For a police officer and that worked real well on Rodney King didn't it? My Aikido sensei begs to differ and my experiences backs that up for me. YMMV, however. The baton is a simple control mechanism and when properly applied offers rare opportunity for lethal consequences. However, accidents do happen this is why one needs to train.
Originally Posted by glockman10mm
I carry one (1) pistol, and a spare mag or two, and a knife.
Period. But I'm an old guy.
I've never heard of a self-defense shooting involving an armed private citizen that involved more than a few rounds either way. No offense intended, but you make it sound like you're planning on being involved in a pitched battle with a whole gang of thugs. If you think you might be going someplace that you will encounter this kind of threat...just don't go there.
That's a lot of hardware to be packing around.
That is too much for me to carry. I don't have room on the belt for all that, even if I needed it all. Of course, that isn't enough to handle a WI state fair.
I currently carry an M&P 9c, but will be switching to a Ruger LC9 shortly. I am waiting for a couple of things, one of them being an second mag. It is on back order.
I always have a knife and a cell phone, and sometimes a 110 lumen light, but not always. The wife has tear gas, but I don't yet.

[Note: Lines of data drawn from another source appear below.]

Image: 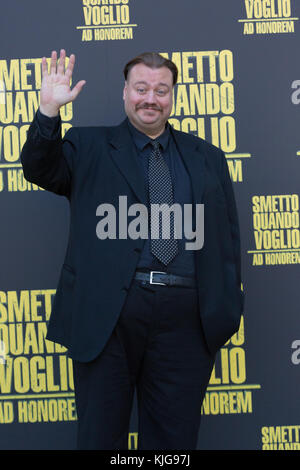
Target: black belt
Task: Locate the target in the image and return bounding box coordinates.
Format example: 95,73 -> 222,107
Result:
134,270 -> 196,288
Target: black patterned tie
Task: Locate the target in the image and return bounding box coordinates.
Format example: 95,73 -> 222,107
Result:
148,140 -> 178,265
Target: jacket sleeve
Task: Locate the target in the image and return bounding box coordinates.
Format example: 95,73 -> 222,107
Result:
219,151 -> 244,311
20,111 -> 79,198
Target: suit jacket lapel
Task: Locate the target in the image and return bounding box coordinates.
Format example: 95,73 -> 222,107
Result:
108,119 -> 147,205
170,126 -> 206,204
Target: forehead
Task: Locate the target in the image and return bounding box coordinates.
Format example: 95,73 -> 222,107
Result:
127,63 -> 173,87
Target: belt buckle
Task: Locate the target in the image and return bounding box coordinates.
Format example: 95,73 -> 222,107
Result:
150,271 -> 167,286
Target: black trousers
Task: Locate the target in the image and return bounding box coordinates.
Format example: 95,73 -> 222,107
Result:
72,279 -> 215,450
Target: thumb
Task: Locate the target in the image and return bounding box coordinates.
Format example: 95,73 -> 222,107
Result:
70,80 -> 86,101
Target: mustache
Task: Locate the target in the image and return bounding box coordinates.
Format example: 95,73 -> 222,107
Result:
136,104 -> 162,111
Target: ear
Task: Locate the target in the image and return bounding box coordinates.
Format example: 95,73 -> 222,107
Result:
123,81 -> 128,101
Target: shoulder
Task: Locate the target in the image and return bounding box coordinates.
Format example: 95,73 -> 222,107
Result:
171,126 -> 224,161
62,123 -> 121,149
64,119 -> 128,141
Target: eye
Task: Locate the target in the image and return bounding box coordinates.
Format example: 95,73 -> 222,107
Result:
137,87 -> 146,94
156,89 -> 167,96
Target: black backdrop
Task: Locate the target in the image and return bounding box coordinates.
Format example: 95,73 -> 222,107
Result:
0,0 -> 300,450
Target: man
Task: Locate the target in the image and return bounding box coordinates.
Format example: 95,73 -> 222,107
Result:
21,50 -> 244,450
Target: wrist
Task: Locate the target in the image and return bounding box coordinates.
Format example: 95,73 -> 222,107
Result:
39,104 -> 60,118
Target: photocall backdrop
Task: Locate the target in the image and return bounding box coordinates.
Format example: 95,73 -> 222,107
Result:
0,0 -> 299,450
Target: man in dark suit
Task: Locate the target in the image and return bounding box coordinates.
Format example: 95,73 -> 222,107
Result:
21,50 -> 244,450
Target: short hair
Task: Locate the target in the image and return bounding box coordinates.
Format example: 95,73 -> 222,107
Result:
123,52 -> 178,86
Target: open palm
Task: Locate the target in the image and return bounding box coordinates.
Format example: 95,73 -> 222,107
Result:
40,49 -> 86,117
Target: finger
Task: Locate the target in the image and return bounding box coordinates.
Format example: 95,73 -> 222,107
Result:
70,80 -> 86,101
50,50 -> 57,75
57,49 -> 66,75
41,57 -> 48,77
65,53 -> 75,80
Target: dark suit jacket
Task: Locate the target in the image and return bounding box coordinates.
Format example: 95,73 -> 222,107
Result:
21,114 -> 244,362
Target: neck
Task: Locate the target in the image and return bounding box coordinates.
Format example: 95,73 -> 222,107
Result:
128,118 -> 166,139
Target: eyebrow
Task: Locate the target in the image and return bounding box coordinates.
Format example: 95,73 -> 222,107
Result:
133,80 -> 170,88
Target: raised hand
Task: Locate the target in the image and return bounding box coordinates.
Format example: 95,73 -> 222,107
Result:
40,49 -> 86,117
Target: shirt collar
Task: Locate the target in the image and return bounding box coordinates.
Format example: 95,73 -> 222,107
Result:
127,118 -> 170,152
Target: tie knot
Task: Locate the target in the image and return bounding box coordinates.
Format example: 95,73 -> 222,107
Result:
151,140 -> 161,152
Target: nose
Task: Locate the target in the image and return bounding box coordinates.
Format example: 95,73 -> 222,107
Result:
145,89 -> 156,103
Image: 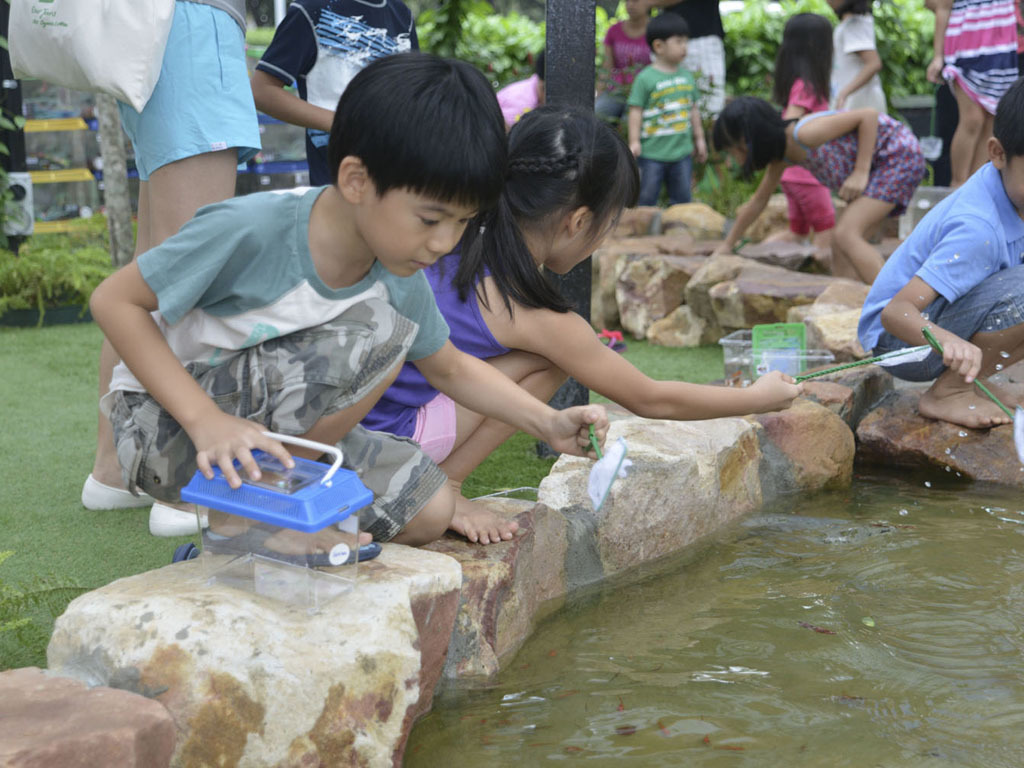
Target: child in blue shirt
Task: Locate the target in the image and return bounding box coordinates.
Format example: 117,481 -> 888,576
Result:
90,53 -> 608,550
252,0 -> 417,186
858,76 -> 1024,430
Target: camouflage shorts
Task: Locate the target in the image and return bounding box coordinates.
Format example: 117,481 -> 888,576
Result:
105,297 -> 446,542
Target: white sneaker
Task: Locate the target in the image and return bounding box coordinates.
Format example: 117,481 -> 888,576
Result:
149,502 -> 209,538
81,474 -> 154,510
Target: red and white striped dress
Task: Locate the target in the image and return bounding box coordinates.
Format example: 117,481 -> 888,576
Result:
941,0 -> 1020,114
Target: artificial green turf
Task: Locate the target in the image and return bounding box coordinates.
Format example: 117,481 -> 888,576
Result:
0,322 -> 723,668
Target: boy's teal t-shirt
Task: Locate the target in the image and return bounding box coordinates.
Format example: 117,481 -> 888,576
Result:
858,162 -> 1024,351
108,186 -> 450,394
627,64 -> 696,163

I can name maybe 10 self defense counters off the top of my head that I've read or heard firsthand. Of those, I can say that 4 of them required a mag change. It's more common than we think for it to exceed the "2 or 3 rounds" so often quoted on the forums.

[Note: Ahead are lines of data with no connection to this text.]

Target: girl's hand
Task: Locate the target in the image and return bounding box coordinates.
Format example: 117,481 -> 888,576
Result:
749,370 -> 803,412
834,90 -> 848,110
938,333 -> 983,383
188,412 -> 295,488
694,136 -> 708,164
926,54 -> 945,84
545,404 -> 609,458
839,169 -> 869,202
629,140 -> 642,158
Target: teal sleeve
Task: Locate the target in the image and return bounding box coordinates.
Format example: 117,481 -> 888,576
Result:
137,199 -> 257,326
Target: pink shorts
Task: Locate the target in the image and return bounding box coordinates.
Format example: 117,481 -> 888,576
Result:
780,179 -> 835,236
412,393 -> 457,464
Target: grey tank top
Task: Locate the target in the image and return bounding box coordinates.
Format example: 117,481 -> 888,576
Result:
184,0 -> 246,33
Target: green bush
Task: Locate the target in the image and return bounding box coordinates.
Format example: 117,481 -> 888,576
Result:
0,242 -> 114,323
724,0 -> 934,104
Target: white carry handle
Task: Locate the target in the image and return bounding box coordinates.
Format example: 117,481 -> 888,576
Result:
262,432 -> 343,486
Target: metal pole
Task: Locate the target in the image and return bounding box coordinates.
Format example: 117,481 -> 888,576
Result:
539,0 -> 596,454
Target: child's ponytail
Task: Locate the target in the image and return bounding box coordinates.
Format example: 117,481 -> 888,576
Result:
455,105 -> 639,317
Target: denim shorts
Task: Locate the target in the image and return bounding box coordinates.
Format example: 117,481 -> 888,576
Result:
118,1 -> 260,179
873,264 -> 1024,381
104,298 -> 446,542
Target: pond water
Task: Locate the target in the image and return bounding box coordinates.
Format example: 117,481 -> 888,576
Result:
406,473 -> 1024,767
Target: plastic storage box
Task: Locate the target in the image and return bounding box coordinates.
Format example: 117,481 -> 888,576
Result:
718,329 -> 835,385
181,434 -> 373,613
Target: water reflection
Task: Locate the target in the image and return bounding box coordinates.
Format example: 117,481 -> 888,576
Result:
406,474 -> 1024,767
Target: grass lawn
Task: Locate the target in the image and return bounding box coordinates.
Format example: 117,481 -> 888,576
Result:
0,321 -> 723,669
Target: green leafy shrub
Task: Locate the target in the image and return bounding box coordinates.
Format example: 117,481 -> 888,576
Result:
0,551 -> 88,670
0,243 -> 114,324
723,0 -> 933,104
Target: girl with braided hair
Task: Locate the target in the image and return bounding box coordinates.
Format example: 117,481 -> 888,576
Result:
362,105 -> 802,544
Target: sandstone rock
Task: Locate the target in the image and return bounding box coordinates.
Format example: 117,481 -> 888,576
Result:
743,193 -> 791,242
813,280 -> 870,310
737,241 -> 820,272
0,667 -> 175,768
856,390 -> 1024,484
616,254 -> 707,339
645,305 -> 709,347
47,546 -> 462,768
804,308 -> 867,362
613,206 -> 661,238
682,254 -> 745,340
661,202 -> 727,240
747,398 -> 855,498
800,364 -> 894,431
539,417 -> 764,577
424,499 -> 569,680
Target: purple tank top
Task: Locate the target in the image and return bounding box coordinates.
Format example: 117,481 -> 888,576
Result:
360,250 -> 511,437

Originally Posted by DaveWorkman
But, throw in 10 that only 1 shot was fired to the 1 or 2 that required 10 rounds, and the average is quickly down to 2 or 3 rounds again.
Having said that, I still believe he is carrying too much, especially if the extensive training isn't there.

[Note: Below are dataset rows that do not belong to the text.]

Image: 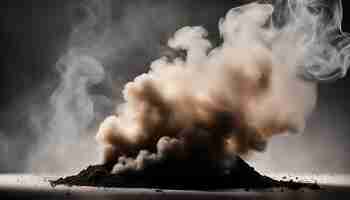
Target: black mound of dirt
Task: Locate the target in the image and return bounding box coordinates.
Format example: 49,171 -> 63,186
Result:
50,156 -> 320,190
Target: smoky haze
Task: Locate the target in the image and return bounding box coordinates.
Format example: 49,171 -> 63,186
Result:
0,0 -> 350,174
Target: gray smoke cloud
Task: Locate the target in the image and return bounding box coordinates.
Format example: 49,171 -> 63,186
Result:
95,0 -> 350,174
26,0 -> 113,173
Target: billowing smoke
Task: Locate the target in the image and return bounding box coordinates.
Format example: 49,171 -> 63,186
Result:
95,0 -> 350,174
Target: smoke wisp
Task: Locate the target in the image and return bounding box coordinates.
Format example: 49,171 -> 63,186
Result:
26,0 -> 113,172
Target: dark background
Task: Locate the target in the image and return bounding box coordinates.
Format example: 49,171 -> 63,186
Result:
0,0 -> 349,174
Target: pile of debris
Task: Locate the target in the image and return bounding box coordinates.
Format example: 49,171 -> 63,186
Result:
50,156 -> 320,190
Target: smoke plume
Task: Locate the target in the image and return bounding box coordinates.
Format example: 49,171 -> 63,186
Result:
27,0 -> 113,172
95,0 -> 350,173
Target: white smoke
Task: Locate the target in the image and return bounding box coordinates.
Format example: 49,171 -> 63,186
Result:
95,0 -> 350,173
273,0 -> 349,81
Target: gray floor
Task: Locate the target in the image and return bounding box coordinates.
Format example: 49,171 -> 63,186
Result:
0,174 -> 349,200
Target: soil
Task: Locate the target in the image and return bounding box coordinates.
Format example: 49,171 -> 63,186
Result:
50,156 -> 320,190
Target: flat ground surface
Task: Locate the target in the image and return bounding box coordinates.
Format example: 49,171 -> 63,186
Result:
0,174 -> 349,200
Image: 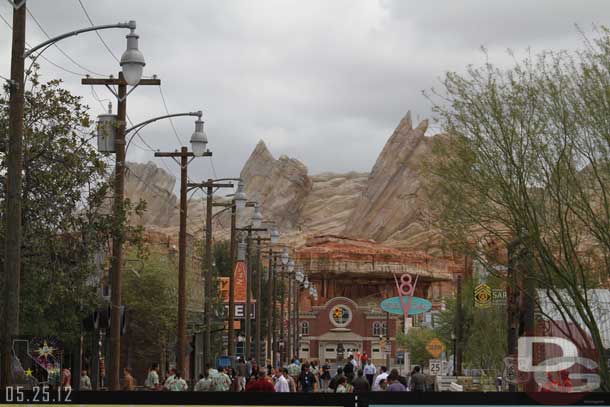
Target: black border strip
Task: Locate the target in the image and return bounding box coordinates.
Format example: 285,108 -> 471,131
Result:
1,391 -> 610,405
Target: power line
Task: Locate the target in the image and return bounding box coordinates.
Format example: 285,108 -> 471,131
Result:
158,86 -> 184,146
25,6 -> 109,77
76,0 -> 120,63
0,10 -> 89,77
90,86 -> 110,113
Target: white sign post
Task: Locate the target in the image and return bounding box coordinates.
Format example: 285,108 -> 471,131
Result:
430,359 -> 442,375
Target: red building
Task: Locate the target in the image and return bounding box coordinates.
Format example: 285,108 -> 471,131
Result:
293,235 -> 463,364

I carry a whole bunch of crap I probably don't need to, firearm included. I carry my wallet, 3 band-aids inside, because I'm always busting my knuckles at work. A pocket knife, just one. Mainly for use as a tool, but I won't hesitate to use it as a defensive weapon if I must. I have some pretty nasty knives that are designed for self defensive and "tactical" use, but I still carry them as a tool, because I like them. I have a pen, a pocket screwdriver with a magnet on the handle tip and a sharpie. Sharpies come in handy. I carry a basic Leatherman multi-tool and a Streamlight Polytac 120 lumen flashlight. My cell phone of course, and either my Kel-Tec P3AT, Glock 30 or both!
If I can comfortably carry it, hide it and see the possible day-to-day use for it, I'll carry it. I don't like being one of the guys with crap hanging off my belt in different pouches. That looks ridiculous. You can't tell all the crap I have just by looking at me.
Is this bar located in Afghanistan or Iraq? Lemme guess, you read Soldier of Fortune Magazine?
What, where I noticed the keys words "BAR" and "IRAQ" Please provide 10 digit grid.
There is nothing wrong with being prepared but you can get to the point with to many toys you simply become a burden instead of helping. Everything you carry weapon wise you have to be able to defend from someone who wants to take it away.
I HAVE A TIME OUT CHAIR HOW COOL IS THAT.